Maggie Medved was stuck with her Phoenix house for two years after the market crash wiped out the equity in the property. Last year, as prices in the area rose by the most in the U.S., she and her partner were finally able to sell the 3-bedroom 1950’s style home and move to a larger place.
“We were counting the days for when we could move,” said Medved, 40, who trains employees for weight loss company Jenny Craig Inc. “We definitely knew it was a waiting game because it would’ve been financial suicide if we had sold earlier.”
Medved was among the 12 million borrowers in the U.S. who at the peak of the real-estate downturn owed more on their mortgages than their houses were worth, blocking them from moving or saving money by taking advantage of the lowest borrowing costs on record to refinance. As prices recovered, the number of underwater borrowers fell by almost 4 million last year to 7 million, according to JPMorgan Chase & Co., and could drop to 4 million within 2 years.
The housing market is rebounding faster than anyone thought possible, according to Blackstone Group LP’s global head of real estate Jonathan Gray, as the Federal Reserve buys mortgage bonds to keep rates near record lows and investors sop up a diminishing supply of properties for sale. Housing construction could boost U.S. gross domestic product by 0.4 percentage point and home price appreciation may add another 0.2 percentage point, Bank of America Corp.’s senior economist Michelle Meyer forecasts.
“It supports household wealth, consumer confidence and can generate greater credit creation,” Meyer said. “If prices are rising, homeowners believe that they will once again have an appreciating asset. It’s a very big change in how they think about their wealth and their balance sheets.”
Medved’s Phoenix home was on the market for two days before it sold for $85,000, just shy of the price paid in 1998. She and her partner Wendy Thomas bought a larger property with a pool for $210,000 in Glendale, about 10 minutes away.
“We’d outgrown the house and the neighborhood took a turn we didn’t like,” Medved said. “Almost 12 years later we were in the hole $30,000. We couldn’t take that much of a loss and needed to stay regardless of what the neighborhood had become.”

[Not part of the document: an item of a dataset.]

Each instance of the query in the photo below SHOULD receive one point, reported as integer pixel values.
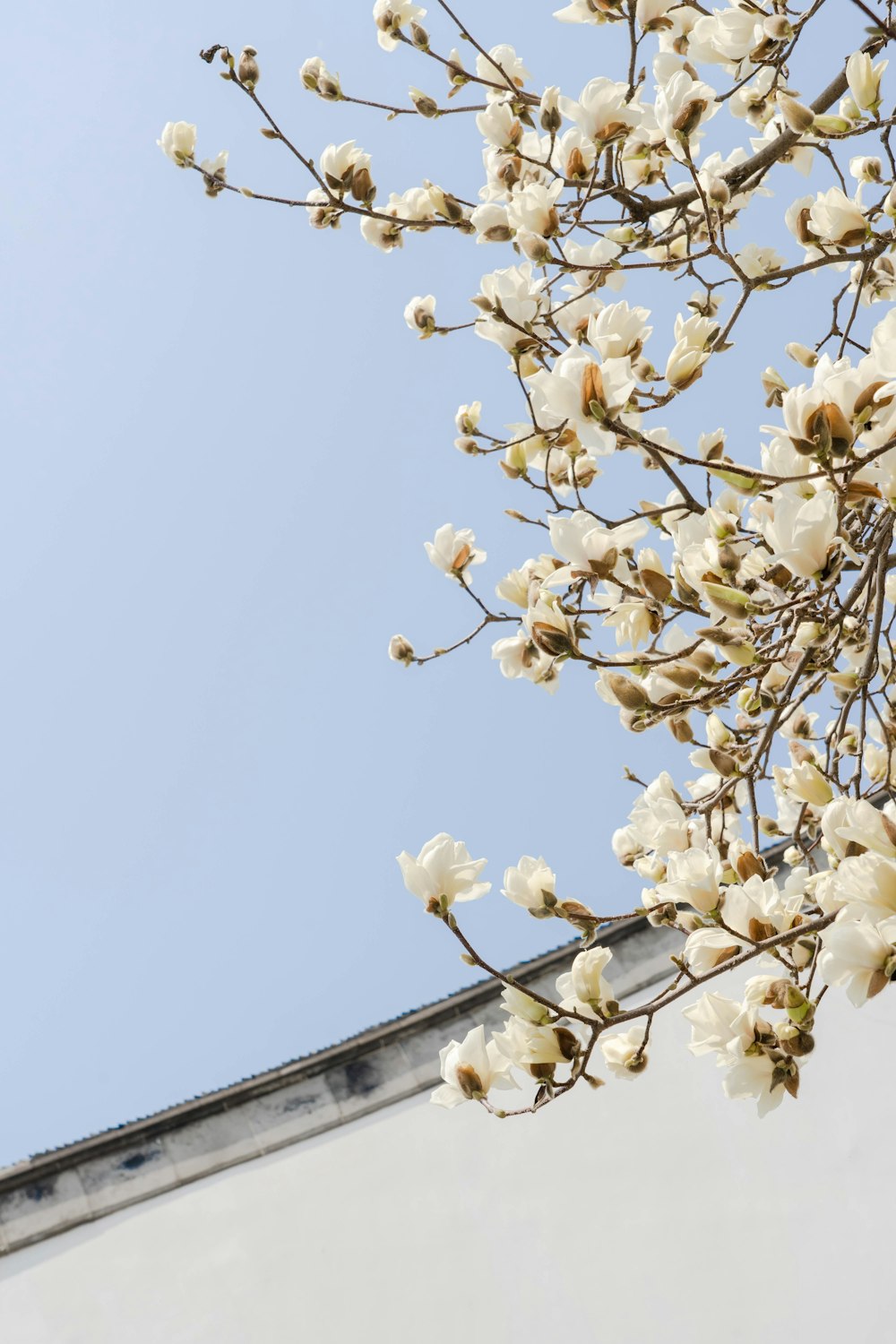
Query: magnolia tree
(756, 628)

Arizona’s capital city is leading the U.S. in price appreciation, surging 22 percent in the 12 months through October, according to an S&P/Case-Shiller index, which had the biggest year-over-year advance since May 2010. Eighteen of the 20 cities in the index showed increases from a year earlier.
Even with the gains, Phoenix prices were down about 45 percent through November from their 2006 peak, according to Zillow Inc. Nationally, prices peaked in May 2007, according to the real-estate website, and are down 19 percent.